Single by Raye

from the album My 21st Century Blues
- Released: 10 November 2023
- Genre: R&B; Jazz-pop; Funk;
- Length: 4:06
- Label: Human Re Sources
- Songwriters: John Hill; Rachel Keen; Akil King; Mike Sabath;
- Producer: Mike Sabath

Raye singles chronology
| "Prada" (2023) | "Worth It" (2023) | "Genesis" (2024) |

Visualiser video
- "Worth It" on YouTube

= Worth It (Raye song) =

2023 single by Raye

"Worth It" is a song by the British singer-songwriter Raye from her debut studio album, My 21st Century Blues (2023). She wrote the song alongside Akil King, Mike Sabath, and John Hill, and it was produced by Raye and Sabath. It first became available as the album's thirteenth track on 3 February 2023, when its parent album was released independently through Human Re Sources, and was later digitally issued as the album's sixth single on 10 November 2023.

== Background and release ==
Raye signed a four-album recording contract with Polydor Records at 17 years old. She started writing songs for her debut album shortly after, including "Worth It" at 20. In 2021, the singer stated that the label prevented her from releasing an album and she turned into "less of a priority". She later parted ways from the label and became an independent artist. She signed a contract with the distribution company Human Re Sources the following year.

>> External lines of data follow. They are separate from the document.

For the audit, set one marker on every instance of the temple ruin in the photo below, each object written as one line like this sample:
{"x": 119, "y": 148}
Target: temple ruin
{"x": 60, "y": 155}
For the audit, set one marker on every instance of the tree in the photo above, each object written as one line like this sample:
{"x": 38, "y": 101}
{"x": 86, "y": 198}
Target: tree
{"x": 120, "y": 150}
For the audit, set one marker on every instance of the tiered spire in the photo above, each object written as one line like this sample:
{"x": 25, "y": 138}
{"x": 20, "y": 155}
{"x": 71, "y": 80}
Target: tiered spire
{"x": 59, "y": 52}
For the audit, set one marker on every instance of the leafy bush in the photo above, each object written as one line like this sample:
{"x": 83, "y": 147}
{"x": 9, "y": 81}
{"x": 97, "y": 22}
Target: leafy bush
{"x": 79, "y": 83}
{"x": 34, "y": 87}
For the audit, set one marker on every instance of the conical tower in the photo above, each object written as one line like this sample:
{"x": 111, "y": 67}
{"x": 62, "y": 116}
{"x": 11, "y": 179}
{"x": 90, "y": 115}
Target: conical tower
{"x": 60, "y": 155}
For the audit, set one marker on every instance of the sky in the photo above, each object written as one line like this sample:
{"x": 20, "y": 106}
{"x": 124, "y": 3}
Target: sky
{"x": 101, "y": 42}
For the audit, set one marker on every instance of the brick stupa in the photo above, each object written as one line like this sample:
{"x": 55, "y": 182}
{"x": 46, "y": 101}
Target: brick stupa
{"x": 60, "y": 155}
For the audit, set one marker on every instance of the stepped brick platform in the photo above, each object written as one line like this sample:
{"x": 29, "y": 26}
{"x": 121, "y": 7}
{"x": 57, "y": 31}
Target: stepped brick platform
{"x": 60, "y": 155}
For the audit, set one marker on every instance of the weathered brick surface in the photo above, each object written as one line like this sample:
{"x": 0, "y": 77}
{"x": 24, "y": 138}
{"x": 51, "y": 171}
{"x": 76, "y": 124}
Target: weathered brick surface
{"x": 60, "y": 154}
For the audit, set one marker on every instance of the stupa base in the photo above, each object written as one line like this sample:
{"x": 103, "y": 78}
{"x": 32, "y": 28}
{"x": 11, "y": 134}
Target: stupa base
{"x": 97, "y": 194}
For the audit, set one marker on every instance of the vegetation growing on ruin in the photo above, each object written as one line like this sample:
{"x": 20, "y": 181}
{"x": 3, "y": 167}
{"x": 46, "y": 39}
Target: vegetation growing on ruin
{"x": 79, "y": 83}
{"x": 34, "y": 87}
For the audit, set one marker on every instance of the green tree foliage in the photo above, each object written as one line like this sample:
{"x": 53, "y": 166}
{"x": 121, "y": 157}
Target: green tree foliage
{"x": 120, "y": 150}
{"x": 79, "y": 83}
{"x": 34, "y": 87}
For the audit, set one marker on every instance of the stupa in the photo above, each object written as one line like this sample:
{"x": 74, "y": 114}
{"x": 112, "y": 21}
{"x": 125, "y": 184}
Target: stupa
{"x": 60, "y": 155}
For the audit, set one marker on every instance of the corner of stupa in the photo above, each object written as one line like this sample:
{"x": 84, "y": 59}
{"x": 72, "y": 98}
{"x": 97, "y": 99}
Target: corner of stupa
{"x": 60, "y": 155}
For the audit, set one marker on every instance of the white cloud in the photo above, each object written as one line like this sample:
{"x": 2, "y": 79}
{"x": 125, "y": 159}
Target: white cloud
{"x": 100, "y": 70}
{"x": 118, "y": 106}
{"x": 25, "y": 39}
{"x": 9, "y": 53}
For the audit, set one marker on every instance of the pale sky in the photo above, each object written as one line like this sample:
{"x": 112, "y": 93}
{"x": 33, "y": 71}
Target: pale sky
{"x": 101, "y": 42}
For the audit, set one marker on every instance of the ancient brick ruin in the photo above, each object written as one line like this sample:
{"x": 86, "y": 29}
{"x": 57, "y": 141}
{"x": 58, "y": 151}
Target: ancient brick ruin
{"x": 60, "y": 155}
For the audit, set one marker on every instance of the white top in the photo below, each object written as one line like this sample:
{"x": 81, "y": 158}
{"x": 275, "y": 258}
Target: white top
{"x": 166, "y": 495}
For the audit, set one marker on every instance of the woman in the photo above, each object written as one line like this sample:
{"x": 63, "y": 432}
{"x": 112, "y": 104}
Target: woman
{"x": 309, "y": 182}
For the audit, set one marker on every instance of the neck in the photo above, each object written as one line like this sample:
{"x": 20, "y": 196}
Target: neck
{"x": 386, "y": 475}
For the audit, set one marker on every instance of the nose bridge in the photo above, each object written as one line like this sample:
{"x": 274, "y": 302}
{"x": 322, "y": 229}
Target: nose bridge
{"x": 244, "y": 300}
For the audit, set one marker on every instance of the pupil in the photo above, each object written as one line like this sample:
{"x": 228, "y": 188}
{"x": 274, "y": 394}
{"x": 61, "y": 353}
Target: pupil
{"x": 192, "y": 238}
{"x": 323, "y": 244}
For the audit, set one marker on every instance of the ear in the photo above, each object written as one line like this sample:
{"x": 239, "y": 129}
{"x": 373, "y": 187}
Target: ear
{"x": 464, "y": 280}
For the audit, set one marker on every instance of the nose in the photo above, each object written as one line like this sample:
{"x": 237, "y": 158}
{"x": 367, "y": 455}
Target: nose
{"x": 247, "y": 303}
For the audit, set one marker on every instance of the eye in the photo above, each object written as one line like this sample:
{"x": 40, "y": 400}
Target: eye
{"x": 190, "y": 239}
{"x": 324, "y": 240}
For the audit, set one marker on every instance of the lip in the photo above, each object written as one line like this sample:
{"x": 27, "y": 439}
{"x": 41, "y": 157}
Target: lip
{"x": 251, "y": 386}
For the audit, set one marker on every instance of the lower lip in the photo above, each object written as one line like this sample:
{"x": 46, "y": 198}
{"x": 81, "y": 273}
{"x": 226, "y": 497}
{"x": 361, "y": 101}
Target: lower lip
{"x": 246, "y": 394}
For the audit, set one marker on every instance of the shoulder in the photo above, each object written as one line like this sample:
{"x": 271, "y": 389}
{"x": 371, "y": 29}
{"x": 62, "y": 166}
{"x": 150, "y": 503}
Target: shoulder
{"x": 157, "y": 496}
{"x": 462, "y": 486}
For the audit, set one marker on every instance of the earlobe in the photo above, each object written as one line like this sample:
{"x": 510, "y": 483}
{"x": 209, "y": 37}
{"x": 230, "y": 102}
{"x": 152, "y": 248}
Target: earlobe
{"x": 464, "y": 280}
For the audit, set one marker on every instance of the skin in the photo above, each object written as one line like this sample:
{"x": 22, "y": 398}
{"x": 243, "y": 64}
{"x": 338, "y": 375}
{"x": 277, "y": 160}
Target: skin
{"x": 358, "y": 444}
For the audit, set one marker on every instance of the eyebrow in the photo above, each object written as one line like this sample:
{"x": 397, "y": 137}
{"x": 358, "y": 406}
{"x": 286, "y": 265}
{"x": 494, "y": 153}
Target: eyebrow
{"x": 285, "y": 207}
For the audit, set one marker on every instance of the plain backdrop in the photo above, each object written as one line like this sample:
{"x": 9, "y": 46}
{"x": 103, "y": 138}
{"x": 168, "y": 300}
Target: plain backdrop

Following a string of singles, Raye announced her debut album, My 21st Century Blues, and later revealed its track listing, on which "Worth It" appears as the thirteenth song. The album was independently released on 3 February 2023, through Human Re Sources. "Worth It" was officially released as the sixth single from the album on 10 November 2023.

== Composition ==
"Worth It" is a funk-inspired song in which Raye wondering if the person she loves will be worth giving up her time for. Discussing the song, Raye stated, "I wanted to release this a long time ago. Sometimes there are moments where it’s like, ‘Here comes someone-let’s make all of the shit things feel really cool. And all this work that I’m supposed to be doing on myself, I might pause for a section and start putting some work into this other thing because it feels really nice.’ I wanted to have this near the end of the album-a warm hug as you are leaving some of those darker earlier things. The irony is in putting it just before “Buss It Down.” because it didn’t fucking work out!" Raye also called it the "happiest song on the album". The song namechecks actress Elizabeth Taylor.

== Live performances ==
Raye included the song on the setlist of her My 21st Century Blues Tour (2023–2024) and her This Tour May Contain New Music tour (2026). A live rendition of the song featuring the Heritage Orchestra was included on her live album My 21st Century Symphony (Live at the Royal Albert Hall), which was recorded on 26 September 2023 and released on 16 October 2023. On 6 April 2024, Raye performed "Worth It" and "Escapism" on Saturday Night Live. Another live version appeared on Raye's Live at Montreux Jazz Festival album, which was recorded during her set at the festival on 18 July 2024 and was released on 13 September that year.

== Charts ==

Chart performance for "Worth It"
| Chart (2024–2025) | Peak position |
|---|---|
| Ireland (IRMA) | 60 |
| UK Singles (Official Charts) | 33 |
| UK Indie (Official Charts) | 7 |

== Certifications ==

Certifications for "Worth It"
| Region | Certification | Certified units/sales |
| Australia (ARIA) | Gold | 35,000^{‡} |
| Canada (Music Canada) | Gold | 40,000^{‡} |
| New Zealand (RMNZ) | Platinum | 30,000^{‡} |
| United Kingdom (BPI) | Platinum | 600,000^{‡} |
^{‡} Sales+streaming figures based on certification alone.